The Southern Yamatji reply indicated the two permanent water holes, which I have found to be of particular significance, are not located on areas of freehold. Given the sensitivities outlined about these permanent water holes, in relation to the traditions of Southern Yamatji, I am satisfied it is likely that exploration activities allowed under a grant of a licence to First Australian Mining on E70/4996 will be likely to interfere with those sites of particular significance.
Is the grant of the licence likely to involve, or create rights whose exercise is likely to involve, major disturbance to any land or waters concerned?

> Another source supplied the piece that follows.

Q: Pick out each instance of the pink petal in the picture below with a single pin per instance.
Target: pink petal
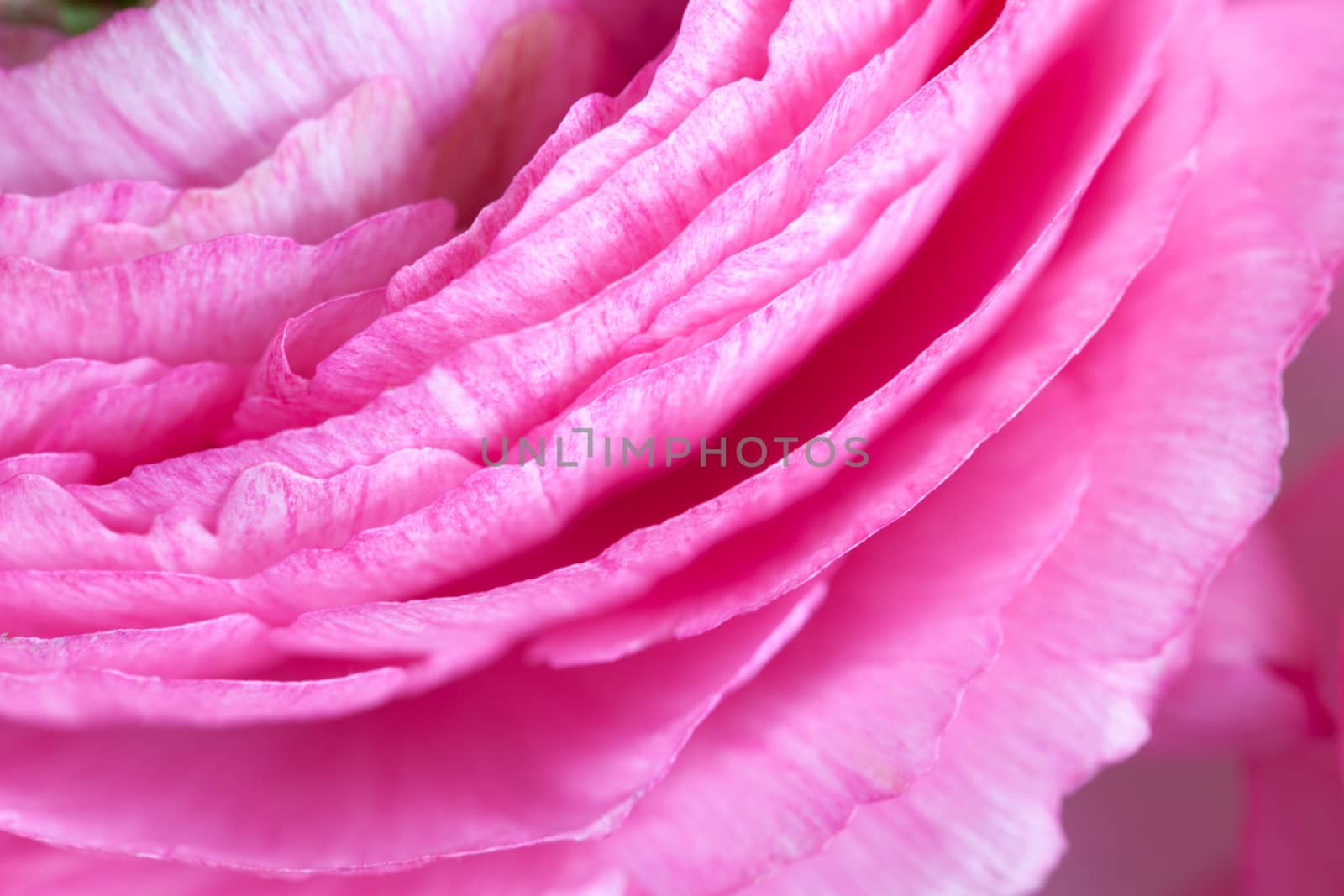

The task of the Tribunal in relation to s 237(c) is to undertake a predictive assessment as to the likelihood of major disturbance to land and waters or create rights which might entitle the grantee party to do so. Southern Yamatji indicated they did not rely upon, or make any contentions about, s 237(c) of the Act. Applying the common sense approach to evidence required by administrative tribunals (Ward v Western Australia at [26]), there is nothing in the materials provided in this inquiry which indicates the grant of the licences is likely to involve major disturbance to the land or waters concerned. Therefore, I find disturbance relevant to s 237(c) of the Act is unlikely.
Determination
The determination of the Tribunal is that:
1.the act, namely the grant of exploration licence E70/4996 to First Australian Mining Exploration Pty Ltd, is not an act attracting the expedited procedure; and
2.the act, namely the grant of exploration licence E70/4997 to First Australian Mining Exploration Pty Ltd is an act attracting the expedited procedure.